Ora Locale

(Digita o Clicca su "Ora Locale" per tornare indietro)


Recensione:
Cinema e Mezzogiorno
di Giovanni Scarfò, Introduzione di Nino Genovese, Edizioni Periferia, Cosenza 1999, p. 151, £ 18.900

di Concetta Guido



L'idea è nata anni fa. Ora la ricerca di Giovanni Scarfò ha trovato la misura di un libro. Il campo è enorme e controverso. Cinema e Mezzogiorno, che significa parlare di autori di un altro secolo, come Giovanni Verga, di scrittori -sceneggiatori, come Corrado Alvaro, di registi fuori del coro - a Pierpaolo Pisolini, Vittorio De Seta ed Ermanno Olmi è dedicato un capitolo - di suggestioni folkloristiche e di altrostato.
Qual è il Meridione del grande schermo? Dove continuare a cercare le sue forme?
"Ritengo la vera maledizione del sud questo sentirsi privilegiati nell'abbandono e nell'orgoglio [...]. Io so che il Sud non è tale perché c'è un nord, ma perché c'è un sud sbagliato". Il regista Gianni Amelio non fa sconti a una tematica che sembra annodarsi attorno a se stessa. La Caloria, già. Nel percorso di Scarfò sinora era stata l'unità di misura.
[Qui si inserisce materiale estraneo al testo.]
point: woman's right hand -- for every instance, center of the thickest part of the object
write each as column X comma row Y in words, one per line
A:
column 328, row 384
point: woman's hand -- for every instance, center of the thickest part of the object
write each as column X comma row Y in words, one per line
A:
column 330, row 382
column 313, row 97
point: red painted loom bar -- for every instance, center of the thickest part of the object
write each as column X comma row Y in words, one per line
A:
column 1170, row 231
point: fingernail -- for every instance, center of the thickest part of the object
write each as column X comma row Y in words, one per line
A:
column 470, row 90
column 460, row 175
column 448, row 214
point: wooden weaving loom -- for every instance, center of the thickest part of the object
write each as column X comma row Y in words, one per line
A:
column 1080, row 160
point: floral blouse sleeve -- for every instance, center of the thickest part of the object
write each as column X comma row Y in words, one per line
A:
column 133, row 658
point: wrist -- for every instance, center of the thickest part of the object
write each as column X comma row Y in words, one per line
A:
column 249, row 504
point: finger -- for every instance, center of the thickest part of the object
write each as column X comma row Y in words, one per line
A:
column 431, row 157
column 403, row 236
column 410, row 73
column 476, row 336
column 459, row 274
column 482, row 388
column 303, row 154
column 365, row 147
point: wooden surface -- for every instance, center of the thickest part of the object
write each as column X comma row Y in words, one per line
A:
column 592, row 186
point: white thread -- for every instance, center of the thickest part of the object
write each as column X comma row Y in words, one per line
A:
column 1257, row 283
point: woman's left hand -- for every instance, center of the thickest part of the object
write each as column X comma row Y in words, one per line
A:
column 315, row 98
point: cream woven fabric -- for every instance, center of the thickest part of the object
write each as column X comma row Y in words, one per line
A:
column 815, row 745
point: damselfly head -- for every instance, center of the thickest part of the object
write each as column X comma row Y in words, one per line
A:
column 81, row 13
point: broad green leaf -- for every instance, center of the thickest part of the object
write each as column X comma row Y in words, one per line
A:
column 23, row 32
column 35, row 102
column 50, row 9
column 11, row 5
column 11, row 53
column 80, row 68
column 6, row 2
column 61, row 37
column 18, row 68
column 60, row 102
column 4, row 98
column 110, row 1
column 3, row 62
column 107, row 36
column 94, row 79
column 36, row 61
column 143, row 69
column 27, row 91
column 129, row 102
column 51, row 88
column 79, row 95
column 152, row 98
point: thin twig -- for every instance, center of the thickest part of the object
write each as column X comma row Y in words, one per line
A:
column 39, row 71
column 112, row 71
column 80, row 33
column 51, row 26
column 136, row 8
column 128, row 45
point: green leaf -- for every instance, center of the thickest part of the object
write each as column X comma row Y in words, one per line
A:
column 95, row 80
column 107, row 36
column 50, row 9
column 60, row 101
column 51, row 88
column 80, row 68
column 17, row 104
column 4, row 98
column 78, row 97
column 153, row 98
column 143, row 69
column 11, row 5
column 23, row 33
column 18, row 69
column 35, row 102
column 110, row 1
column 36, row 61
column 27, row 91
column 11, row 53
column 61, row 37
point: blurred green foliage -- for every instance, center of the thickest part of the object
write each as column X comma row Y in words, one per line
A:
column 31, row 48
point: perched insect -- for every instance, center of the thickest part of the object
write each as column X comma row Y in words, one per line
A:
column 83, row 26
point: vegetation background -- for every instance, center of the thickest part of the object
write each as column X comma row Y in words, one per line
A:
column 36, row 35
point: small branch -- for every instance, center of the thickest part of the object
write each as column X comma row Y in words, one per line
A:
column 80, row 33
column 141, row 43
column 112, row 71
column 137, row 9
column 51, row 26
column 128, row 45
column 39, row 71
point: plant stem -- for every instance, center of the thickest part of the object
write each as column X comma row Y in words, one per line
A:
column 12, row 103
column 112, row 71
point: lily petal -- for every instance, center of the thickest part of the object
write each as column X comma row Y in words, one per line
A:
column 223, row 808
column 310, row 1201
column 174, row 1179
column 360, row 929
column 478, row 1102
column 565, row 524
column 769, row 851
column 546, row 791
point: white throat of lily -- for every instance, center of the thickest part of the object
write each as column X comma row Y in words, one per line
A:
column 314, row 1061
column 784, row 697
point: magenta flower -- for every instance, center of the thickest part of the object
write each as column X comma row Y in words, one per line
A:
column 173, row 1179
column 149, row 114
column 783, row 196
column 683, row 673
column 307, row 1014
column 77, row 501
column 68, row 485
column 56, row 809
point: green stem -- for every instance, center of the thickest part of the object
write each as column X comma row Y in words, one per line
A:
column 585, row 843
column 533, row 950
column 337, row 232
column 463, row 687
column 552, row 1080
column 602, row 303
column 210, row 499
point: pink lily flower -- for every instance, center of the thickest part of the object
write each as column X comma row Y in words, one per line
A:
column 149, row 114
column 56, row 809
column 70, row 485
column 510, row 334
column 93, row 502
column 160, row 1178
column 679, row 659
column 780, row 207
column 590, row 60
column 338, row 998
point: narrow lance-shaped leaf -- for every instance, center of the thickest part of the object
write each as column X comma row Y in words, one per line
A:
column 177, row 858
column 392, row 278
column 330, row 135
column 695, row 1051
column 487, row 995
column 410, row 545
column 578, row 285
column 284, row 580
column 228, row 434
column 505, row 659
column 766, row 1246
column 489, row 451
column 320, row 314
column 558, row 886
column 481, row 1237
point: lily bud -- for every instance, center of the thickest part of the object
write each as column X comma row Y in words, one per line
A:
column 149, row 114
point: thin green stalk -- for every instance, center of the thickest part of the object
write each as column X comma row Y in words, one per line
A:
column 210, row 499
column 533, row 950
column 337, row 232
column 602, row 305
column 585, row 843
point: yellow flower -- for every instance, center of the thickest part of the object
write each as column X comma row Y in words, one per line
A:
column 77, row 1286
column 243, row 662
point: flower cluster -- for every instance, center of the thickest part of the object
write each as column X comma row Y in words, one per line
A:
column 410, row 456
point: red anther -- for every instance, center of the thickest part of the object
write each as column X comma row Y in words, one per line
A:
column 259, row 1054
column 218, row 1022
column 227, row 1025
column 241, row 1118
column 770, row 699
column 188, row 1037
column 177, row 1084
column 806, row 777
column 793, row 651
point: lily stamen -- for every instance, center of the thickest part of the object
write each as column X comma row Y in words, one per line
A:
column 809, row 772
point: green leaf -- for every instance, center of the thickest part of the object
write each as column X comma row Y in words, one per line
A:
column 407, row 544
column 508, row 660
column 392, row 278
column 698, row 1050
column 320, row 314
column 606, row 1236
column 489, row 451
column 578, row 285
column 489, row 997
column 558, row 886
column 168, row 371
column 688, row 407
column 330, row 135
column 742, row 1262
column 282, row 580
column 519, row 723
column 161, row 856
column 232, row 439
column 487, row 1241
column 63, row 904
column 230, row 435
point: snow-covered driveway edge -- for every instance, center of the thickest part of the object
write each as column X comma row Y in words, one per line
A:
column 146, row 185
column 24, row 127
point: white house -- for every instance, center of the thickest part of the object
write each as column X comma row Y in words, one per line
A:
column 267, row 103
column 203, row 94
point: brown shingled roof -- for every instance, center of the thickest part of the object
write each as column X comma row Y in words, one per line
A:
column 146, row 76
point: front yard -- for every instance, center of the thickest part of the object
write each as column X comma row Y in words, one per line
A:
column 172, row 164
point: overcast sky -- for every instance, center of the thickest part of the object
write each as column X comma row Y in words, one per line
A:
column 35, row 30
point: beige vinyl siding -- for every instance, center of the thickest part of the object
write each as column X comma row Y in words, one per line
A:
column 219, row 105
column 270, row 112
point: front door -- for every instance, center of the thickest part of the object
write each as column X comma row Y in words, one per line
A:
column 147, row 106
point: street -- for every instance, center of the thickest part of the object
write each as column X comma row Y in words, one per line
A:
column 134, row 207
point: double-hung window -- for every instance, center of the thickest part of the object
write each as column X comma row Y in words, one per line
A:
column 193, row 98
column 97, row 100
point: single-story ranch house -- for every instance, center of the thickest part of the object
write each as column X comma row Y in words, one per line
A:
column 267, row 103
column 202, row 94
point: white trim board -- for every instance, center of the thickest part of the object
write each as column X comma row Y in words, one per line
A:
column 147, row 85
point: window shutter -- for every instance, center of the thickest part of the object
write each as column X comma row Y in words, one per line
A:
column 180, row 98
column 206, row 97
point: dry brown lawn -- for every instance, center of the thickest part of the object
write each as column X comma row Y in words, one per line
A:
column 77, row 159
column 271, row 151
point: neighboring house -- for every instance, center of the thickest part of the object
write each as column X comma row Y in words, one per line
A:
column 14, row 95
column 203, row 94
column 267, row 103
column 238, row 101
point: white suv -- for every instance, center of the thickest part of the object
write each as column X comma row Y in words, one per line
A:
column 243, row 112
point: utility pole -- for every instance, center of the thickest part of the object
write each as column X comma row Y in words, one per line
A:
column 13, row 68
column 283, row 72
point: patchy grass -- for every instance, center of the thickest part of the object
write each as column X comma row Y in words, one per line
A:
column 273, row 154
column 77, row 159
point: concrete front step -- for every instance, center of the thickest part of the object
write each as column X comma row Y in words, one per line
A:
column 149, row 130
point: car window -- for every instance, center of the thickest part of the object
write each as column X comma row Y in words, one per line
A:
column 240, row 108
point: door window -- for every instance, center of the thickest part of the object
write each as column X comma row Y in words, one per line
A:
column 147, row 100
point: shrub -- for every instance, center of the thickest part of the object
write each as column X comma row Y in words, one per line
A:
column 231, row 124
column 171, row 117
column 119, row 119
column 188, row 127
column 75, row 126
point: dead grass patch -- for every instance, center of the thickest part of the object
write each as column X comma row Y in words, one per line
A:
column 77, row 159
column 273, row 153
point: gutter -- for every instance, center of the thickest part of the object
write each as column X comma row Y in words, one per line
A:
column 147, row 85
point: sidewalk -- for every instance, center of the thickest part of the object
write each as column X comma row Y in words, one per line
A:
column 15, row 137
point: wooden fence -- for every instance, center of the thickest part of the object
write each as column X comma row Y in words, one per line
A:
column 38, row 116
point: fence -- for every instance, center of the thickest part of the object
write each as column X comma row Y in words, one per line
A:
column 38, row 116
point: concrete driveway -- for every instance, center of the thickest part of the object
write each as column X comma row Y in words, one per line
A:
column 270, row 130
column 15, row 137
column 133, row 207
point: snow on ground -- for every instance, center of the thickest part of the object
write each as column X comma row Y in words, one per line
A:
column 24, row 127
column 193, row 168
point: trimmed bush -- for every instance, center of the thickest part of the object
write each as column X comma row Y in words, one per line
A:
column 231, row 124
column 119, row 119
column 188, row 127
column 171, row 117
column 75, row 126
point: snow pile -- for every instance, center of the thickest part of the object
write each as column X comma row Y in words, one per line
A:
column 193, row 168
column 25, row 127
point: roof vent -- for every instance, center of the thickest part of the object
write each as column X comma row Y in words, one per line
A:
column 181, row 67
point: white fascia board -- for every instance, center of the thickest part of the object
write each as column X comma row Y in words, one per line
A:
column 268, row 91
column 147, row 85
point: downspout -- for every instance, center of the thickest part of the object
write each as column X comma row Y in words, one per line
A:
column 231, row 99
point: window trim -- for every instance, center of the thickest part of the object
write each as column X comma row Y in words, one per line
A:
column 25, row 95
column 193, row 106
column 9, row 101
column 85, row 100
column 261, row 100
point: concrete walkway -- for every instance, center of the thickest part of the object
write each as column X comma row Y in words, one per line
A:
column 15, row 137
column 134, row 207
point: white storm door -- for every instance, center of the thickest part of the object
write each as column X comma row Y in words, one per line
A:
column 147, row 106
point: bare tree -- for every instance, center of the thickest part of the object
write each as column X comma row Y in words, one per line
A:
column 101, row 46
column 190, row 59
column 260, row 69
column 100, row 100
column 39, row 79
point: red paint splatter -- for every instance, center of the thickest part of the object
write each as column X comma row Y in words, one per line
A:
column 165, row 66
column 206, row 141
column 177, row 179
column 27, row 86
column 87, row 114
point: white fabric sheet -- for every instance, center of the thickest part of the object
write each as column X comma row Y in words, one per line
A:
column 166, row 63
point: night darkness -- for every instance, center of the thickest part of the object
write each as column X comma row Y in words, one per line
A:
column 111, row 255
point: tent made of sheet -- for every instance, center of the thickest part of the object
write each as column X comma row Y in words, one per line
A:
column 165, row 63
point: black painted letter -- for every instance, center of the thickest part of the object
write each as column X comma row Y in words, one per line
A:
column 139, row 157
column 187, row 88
Un regione, la sua, (vive a Mammola, in provincia di Reggio Calabria) alla quale ha guardato attraverso Alvaro, nel primo libro pubblicato dalla Rubbettino e, poi, nella controluce di una filmografia ricostruita con perizia. Il discorso geocinematografico, dicevamo, era già avviato. Scopriamo che quella sua seconda pubblicazione, La Calabria nel cinema appunto, ne ha costituito una tappa dieci anni fa, quando con l'editore, Periferia di Cosenza, si diede un nuovo appuntamento.
Sud e cinema è viva questione meridionale e, dunque, un discorso possibile, secondo Scarfò, che sembra aver lavorato tenendo d'occhio un mare di materiale, non potendo prescindere da argomenti forti, che hanno nutrito il tessuto culturale dell'Italia del dopoguerra. La sudditanza nei confronti della letteratura, la visione antropologica, ma soprattutto i grandi temi del realismo, del mezzo televisivo, del prodotto medio popolare. Seguendo molte tracce, tra le anime della sinistra e le parabole del neorealismo, l'autore individua il primo disegno del Mezzogiorno nel cinema degli Anni Cinquanta. Sennonché, il viaggio verso il Sud parte da stazioni politiche, da reazioni al recente passato, dall'esigenza di creare nuove "mappe cinematografiche" e produce un magma di miseria e oleografia. Scarfò intitola il capitolo sul tema "Sostenibile leggerezza dell'essere", ma al contrario della nota opera di Kundera, nell'ascesa meridionalistica non ci sono tensioni esistenziali, bensì forti tipizzazioni, omologazione ed elegia.
Cinema e Mezzogiorno non è un libro-risposta e non pare rivelare un interesse verso specifici filmici, pur passando da promozioni (l'onestà di Francesco Rosi) e bocciature (non c'è via di scampo per Lina Wertmuller che Morando Morandini definisce "bucaniera dello schermo".
Questione meridionale e derivati, in primis la questione contadina, trovano attorno al cinema, più che nel cinema, terreno fertile di diatriba in un gioco di specchi a volte limpidi, troppo limpidi, molte altre deformanti.
Interessante è la risposta di punti di vista illustri come quello di Italo Calvino, ex cinofilo di Riviera, che, nel 1945 durante un convegno della Fiom, a Milano, accusa: il Sud che "è diventato quasi il simbolo di tutti i problemi italiani e anche il cinema ne ha fatto uno dei suoi temi consueti...Certo, la vita di fabbrica non ha quei richiami di pittoresco, folklore, che hanno altri pur tragici problemi italiani". Per l'illuminato e "dimezzato spettatore", c'erano "ragioni ben più di fondo: trattare dei problemi delle fabbriche vuol dire toccare il tasto della situazione italiana".